Bierville Elegies


The Bierville Elegies is the most outstanding work by the Catalan poet Carles Riba. Once Riba and his family embarked on the path of exile in France towards the end of the Spanish Civil War of 1936 to 1939, they settled first in the and there, between March and July 1939, what would later become the Elegies began to take shape. Riba continued the work between July 1939 and June 1940 in L'Isle-Adam, then for eight months in Bordeaux. The Elegies reached their final form in Montpellier, where Riba settled. Along with Nabí by Josep Carner and Antigone by Salvador Espriu, the Elegies of Bierville constitute one of the great works of modern Catalan literature and the prime post-civil-war pieces marked by the political situation.
Written between 1939 and 1942, the Elegies were published in Barcelona after a year in an edition that bore the imprint of Buenos Aires and the date 1942; this edition was shortened, however. In 1949 in Santiago, Chile, the first complete edition of the work appeared, but the distance between Chile and Catalonia meant that this work remained unknown to the Catalan public. Finally, the complete edition came out in 1951 in Barcelona and quickly made a big impact.

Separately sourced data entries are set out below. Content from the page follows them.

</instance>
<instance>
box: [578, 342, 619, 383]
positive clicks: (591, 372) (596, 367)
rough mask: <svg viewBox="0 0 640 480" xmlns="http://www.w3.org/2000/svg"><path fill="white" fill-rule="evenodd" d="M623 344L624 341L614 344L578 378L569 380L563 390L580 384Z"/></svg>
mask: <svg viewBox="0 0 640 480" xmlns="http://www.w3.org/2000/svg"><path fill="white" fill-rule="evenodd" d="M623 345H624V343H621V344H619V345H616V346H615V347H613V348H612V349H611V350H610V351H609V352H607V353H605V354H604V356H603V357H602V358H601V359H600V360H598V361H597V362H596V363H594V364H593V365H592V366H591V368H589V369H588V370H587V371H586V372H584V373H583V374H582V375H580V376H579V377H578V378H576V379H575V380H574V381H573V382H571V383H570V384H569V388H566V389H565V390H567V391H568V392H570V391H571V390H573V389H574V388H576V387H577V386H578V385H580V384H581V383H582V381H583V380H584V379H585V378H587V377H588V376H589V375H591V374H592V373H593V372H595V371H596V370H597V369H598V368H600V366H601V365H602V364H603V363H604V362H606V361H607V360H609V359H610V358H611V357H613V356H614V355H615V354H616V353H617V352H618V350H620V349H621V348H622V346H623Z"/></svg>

In the Elegies the poet melds three very different realities, which are fostered by loneliness and lack of history of the landscape of Bierville and become almost legendary:
  • the poet's self,
  • that of his people, and
  • a common homeland of Greece, to which the poet is now traveling, now that he is not in his own homeland
The work portrays a spiritual adventure, represented through a journey into the past powered by the memory, preferably with an image of the sea, which ends in the penultimate elegy in the collection, which has been considered a kind of a spiritual song, with the rediscovery of one's own identity and personal divinity of God and of collectivity. The religious dimension, which until then was not present in Riba's poetry, penetrated deeply throughout his thinking, including the conception of literature. That dimension appeared again in the later poetic works such as Savage Heart and Sketch of Three Oratorios.